BirGün'den Mustafa M. Bildircin'in haberine göre, farklı nitelikteki kararların kesinleşmesi üzerine mahkemeler arasındaki aykırılığın giderilmesi istemiyle başvurulan Danıştay İdari Dava Daireleri Kurulu da Aralık 2015’te, “Savaşa hayır barışı savunacağız” sloganlı grev kararına katılan öğretmenlerin sendikal faaliyet kapsamında hareket etmediği yönünde karar aldı.
Eğitim sendikaları ve bazı STK’ler, 29 Aralık 2015 tarihinde Türkiye genelinde bir günlük iş bırakma kararı aldı. Kürt illerinde uygulanan sokağa çıkma yasaklarına tepki amacıyla “Savaşa hayır barışı savunacağız” sloganı ile başlatılan greve Antalya, Konya, Kocaeli, İstanbul gibi illerden çok sayıda öğretmen katıldı. Greve katılan öğretmenlere, “Mazeretsiz göreve gelmedikleri” gerekçesiyle aylıktan kesme ya da kınama cezası uygulandı.
Farklı kararlar alındı
Greve katıldıkları için cezalandırılan öğretmenler, disiplin cezalarının iptali istemiyle yaşadıkları ilin idare mahkemelerine başvurdu. Bazı idare mahkemeleri, öğretmenler hakkındaki disiplin cezalarının “sendikal faaliyet” kapsamında değerlendirileceğini belirterek iptalini istedi. Bazı idare mahkemeleri ise öğretmenlerin disiplin cezalarının iptali istemini reddetti.
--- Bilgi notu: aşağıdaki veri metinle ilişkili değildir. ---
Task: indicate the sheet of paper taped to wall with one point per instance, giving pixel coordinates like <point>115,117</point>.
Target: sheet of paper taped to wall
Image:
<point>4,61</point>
İstanbul Bölge İdare Mahkemesi Başkanlar Kurulu, farklı nitelikte kararlar alan mahkemeler arasındaki aykırılığın giderilmesi talebiyle Danıştay İdari Dava Daireleri Kurulu’na başvurdu. Kurul, öğretmenlere verilen disiplin cezalarında hukuka aykırılık bulunmadığına hükmetti. Greve katılan öğretmenlere yönelik kararların tümünün, “İptal isteminin reddine” dair karar doğrultusunda giderilmesi istendi. Kararın gerekçesinde, “Sendikal faaliyet kapsamında işe gelinmemesi” halinde kişilerin mazeret izinli sayılacaklarının AİHM, AYM ve Danıştay İdari Dava Daireleri kararlarında da vurgulandığı belirtilse de “Ancak sendikal faaliyetlerin amacının üyelerin mesleki menfaatlerinin korunması olduğunun da gözden kaçırılmaması gerekmektedir” değerlendirmesinde bulunuldu.